Frage von odorina, 56

Frage zur Differenzierbarkeit?

Hey,

ich hätte eine Frage zur Differenzierbarkeit, und zwar interressiere ich mich für ein konkretes Beispiel zu folgendes: f: (a,b)->R ; f ist differenzierbar in x, f'(x)>0, so dass es keine Umgebung von x geben muss, in der f monoton wachsend oder monoton fallend ist. Könnte jemand dafür ein Beispiel geben und kurz erläutern, wie man drauf kommt? Ich weiß zwar, was die Differenzierbarkeit, f'(x)>0 und Monotonie bedeute aber kann die Begriffe nicht zusammenbringen.

Vielen Dank schon mal!

Antwort
von Melvissimo, 23

Hallo,

Eine solche Funktion sollte besser nicht stetig differenzierbar auf einer Umgebung von x sein; ansonsten ist nämlich f'(z) > 0 für alle Punkte dieser Umgebung und damit wäre f dort (streng) monoton wachsend.
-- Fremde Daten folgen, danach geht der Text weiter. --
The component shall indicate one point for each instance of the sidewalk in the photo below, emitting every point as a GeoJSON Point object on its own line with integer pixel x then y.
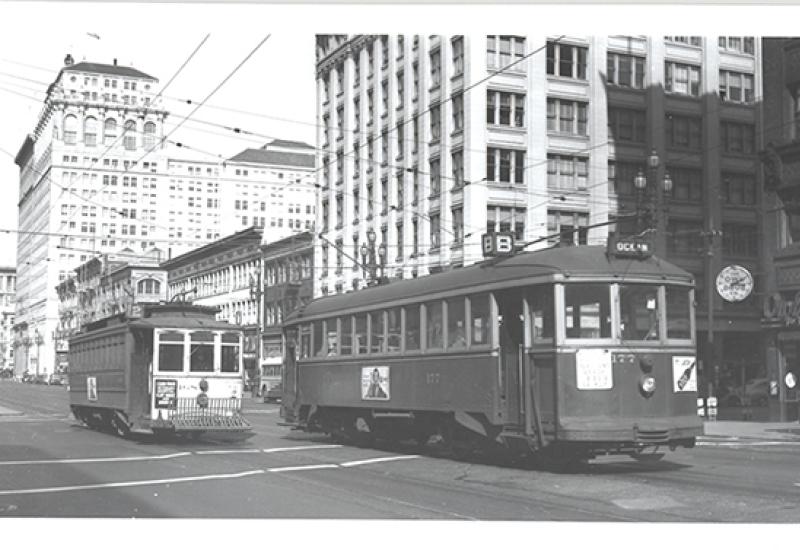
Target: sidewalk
{"type": "Point", "coordinates": [753, 430]}
{"type": "Point", "coordinates": [8, 412]}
Am besten nehmen wir gleich eine Funktion, die quasi nirgendwo stetig ist. Solche Funktionen lernt man in AnaIysis I kennen, z.B. f(z) = 0, falls z rational ist und f(z) = 1, falls z irrational ist.
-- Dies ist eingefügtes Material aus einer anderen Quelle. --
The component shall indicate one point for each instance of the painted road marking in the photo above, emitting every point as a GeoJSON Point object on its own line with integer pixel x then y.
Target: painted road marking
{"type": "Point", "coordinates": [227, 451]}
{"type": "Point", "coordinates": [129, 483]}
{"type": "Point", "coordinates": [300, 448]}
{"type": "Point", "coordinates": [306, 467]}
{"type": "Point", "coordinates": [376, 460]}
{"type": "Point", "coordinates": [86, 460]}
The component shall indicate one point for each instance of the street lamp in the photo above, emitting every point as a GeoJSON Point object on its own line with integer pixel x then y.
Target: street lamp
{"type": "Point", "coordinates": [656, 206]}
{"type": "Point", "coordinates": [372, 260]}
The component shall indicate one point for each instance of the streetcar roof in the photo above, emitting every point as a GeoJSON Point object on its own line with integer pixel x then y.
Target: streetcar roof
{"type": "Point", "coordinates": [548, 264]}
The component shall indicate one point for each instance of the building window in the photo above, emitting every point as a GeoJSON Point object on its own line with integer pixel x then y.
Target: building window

Nun, wirklich nirgends stetig darf sie nicht sein, da sie ja zumindest differenzierbar (und somit stetig) in x sein sollte. Also bauen wir Funktionsvorschriften, die sie stetig in x machen. Zur Vereinfachung sei x=0, ansonsten können wir die Funktion einfach entsprechend verschieben:

f(z) = 0, falls z rational ist und f(z) = z, falls z irrational ist. 

Wenn man sich den Graphen anschaut, sieht man als normalsterblicher Mensch zwei "Geraden", die sich in x schneiden. Dort ist f stetig.
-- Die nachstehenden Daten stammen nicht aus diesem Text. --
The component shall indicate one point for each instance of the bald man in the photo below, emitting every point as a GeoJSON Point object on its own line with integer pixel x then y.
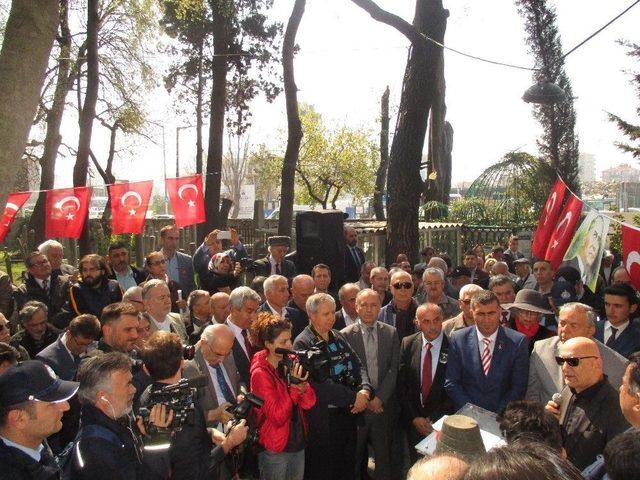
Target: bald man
{"type": "Point", "coordinates": [213, 359]}
{"type": "Point", "coordinates": [589, 411]}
Aber die Steigungen der beiden "Geraden" stimmen dort nicht überein, d.h. f ist nicht differenzierbar. Wir müssen unsere Funktionsterme also anpassen, sodass sie für z = 0 dieselbe Steigung hat und sie sonst trotzdem noch überall unstetig ist. 

Wähle also f(z) = z² + z, falls z rational ist und f(z) = z, falls z irrational ist.

Zeige nun:

  • Dieses f ist differenzierbar in x und f '(x) = 1.
  • f ist nicht stetig in allen anderen Punkten.
  • f ist in keiner Umgebung von x monoton. 

Der letzte Punkt ist ja der eigentlich interessante. Sei U eine Umgebung von x. Sei e > 0 ein rationales Element von U (mit e meine ich eigentlich epsilon). 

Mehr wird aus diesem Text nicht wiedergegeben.